When you overpay, the extra money goes straight against the balance. That means the next month's interest is charged on a smaller loan, so more of the normal payment goes to capital. The effect compounds quietly until the final years disappear.
Why the ERC check matters
Many fixed-rate mortgages allow penalty-free overpayments up to a percentage of the outstanding balance each year. In the UK this is often 10%, but your actual lender terms may differ.
The calculator treats 10% as a planning guardrail and shows how much of that annual allowance your monthly overpayment uses. Staying under the cap keeps the model focused on clean interest savings rather than penalty maths.
How to read the year table
The schedule under the scenarios is the practical part: it shows each year of the mortgage, the standard balance, the balance with your overpayment, and the cumulative interest saved to that point.

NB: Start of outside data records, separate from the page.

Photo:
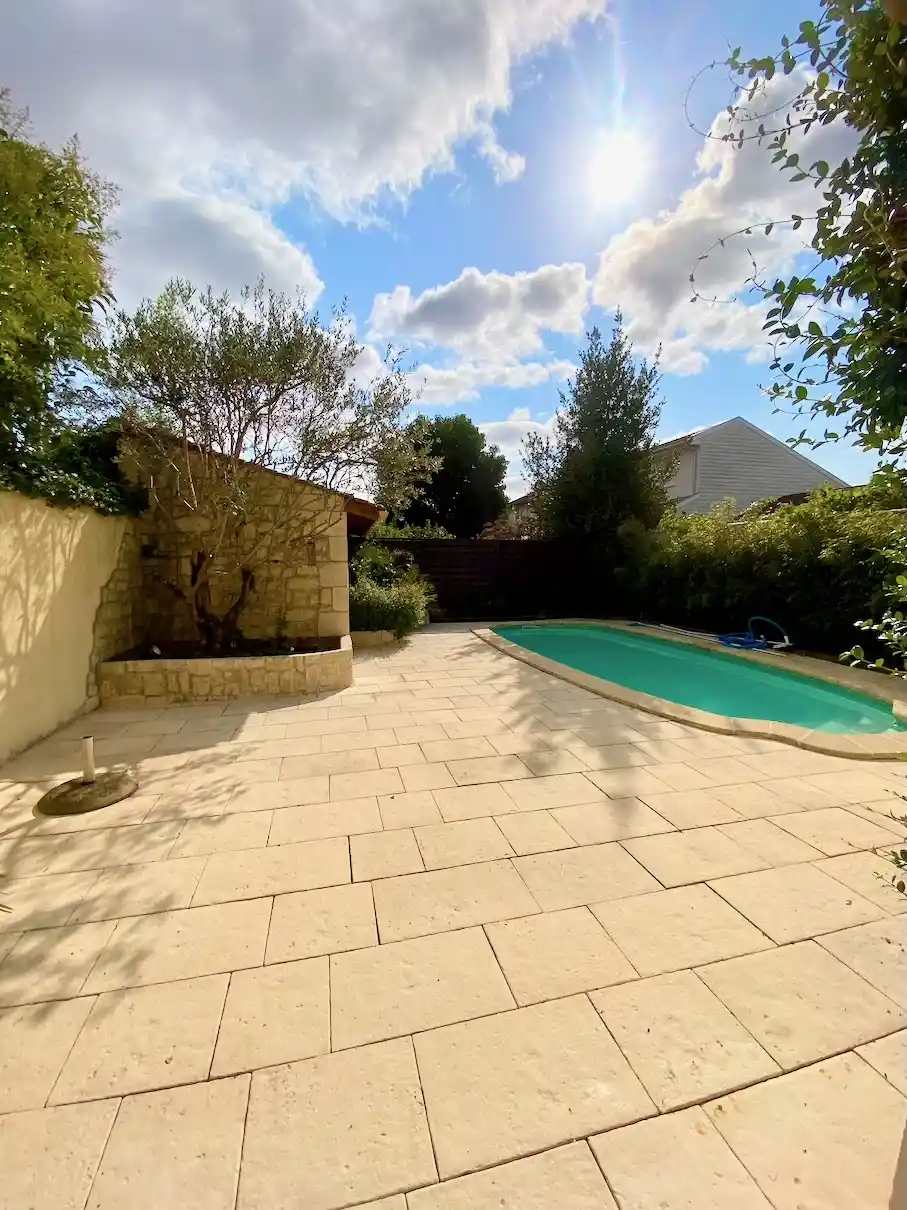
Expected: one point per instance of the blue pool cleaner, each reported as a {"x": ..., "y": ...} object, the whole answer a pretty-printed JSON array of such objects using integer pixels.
[{"x": 751, "y": 641}]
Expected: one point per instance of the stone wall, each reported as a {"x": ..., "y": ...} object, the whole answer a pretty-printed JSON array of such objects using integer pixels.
[
  {"x": 157, "y": 683},
  {"x": 68, "y": 588},
  {"x": 301, "y": 582}
]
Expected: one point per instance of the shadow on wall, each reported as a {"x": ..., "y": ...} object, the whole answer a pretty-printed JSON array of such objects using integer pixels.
[{"x": 53, "y": 568}]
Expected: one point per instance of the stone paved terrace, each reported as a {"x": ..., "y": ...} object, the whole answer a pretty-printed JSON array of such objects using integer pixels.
[{"x": 460, "y": 923}]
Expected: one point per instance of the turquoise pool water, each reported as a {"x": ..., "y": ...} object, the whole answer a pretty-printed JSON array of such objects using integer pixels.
[{"x": 708, "y": 680}]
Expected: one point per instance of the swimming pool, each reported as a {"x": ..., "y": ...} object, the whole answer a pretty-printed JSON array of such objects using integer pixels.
[{"x": 708, "y": 680}]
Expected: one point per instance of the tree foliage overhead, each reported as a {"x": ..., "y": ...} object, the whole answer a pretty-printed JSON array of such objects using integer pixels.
[
  {"x": 467, "y": 490},
  {"x": 52, "y": 280},
  {"x": 214, "y": 392},
  {"x": 599, "y": 471},
  {"x": 841, "y": 329}
]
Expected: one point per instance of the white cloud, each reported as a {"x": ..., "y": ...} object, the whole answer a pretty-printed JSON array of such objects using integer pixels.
[
  {"x": 494, "y": 317},
  {"x": 508, "y": 436},
  {"x": 466, "y": 381},
  {"x": 212, "y": 113},
  {"x": 506, "y": 165},
  {"x": 646, "y": 269}
]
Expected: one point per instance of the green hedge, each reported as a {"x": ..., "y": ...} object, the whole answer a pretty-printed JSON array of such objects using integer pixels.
[
  {"x": 813, "y": 568},
  {"x": 400, "y": 608}
]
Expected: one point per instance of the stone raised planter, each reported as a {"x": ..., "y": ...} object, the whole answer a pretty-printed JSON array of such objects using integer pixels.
[
  {"x": 126, "y": 683},
  {"x": 373, "y": 638}
]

If the overpayment column reaches zero before the standard balance, that is the period of life you have bought back. It is not a forecast of house value; it is a debt-clearing map.
What this does not decide
Overpaying is a guaranteed return equal to your mortgage rate after any fees or penalties. Investing may beat that, but it comes with market risk and timing risk.
Use this page to quantify the debt side first. Once you know the guaranteed saving and the years removed, you can compare that against your investment plan with clearer eyes.